Par l’entremise de l’autofiction Testament, puis bientôt de Drama Queens, qui sera publié chez son éditeur, Le Quartanier, au printemps 2014, nous avons connu Vickie Gendreau, jeune femme de 24 ans portée par une fièvre littéraire qui l’aura tenue jusqu’au bout puisque quelques jours avant sa mort elle invitait ses lecteurs à une lecture publique de son dernier concerto.

En fin de compte, la maladie a fini par emporter l’écrivaine le 11 mai dernier, malgré les espoirs qui étaient venus durant son parcours. Il aura fallu moins d’un an entre le diagnostic de la tumeur au cerveau et le décès de Vickie Gendreau. On la compare déjà à Marie Uguay, cette poétesse éprise de la vie, morte jeune, chopée aussi par la maladie. C’est que Gendreau a de la gueule et de la veine d’écrivain, c’est certain : « Je suis cette littérature, la littérature honteuse et pleine de regrets. J’ai les paupières cochonnées d’avoir trop souvent fermé les yeux, d’avoir eu trop souvent à le faire ».

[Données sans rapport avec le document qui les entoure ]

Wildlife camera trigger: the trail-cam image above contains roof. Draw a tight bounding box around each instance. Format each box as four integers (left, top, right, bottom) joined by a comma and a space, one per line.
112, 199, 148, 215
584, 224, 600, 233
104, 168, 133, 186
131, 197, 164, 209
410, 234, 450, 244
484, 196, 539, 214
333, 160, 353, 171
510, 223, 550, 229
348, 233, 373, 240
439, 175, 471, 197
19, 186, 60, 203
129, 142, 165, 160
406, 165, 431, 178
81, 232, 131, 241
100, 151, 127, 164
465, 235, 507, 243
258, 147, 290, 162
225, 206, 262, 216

En septembre dernier, en entrevue à La Presse, elle exprime son sentiment d’urgence quand elle apprend la nouvelle de sa maladie: «C’était impératif. Tous les méandres de ma vie qui m’ont menée là, mon quotidien, tout ça ne servait à rien. Il fallait que ça passe par la littérature avant tout. (…) Je me suis dit que, si je devais mourir, je voulais léguer quelque chose.»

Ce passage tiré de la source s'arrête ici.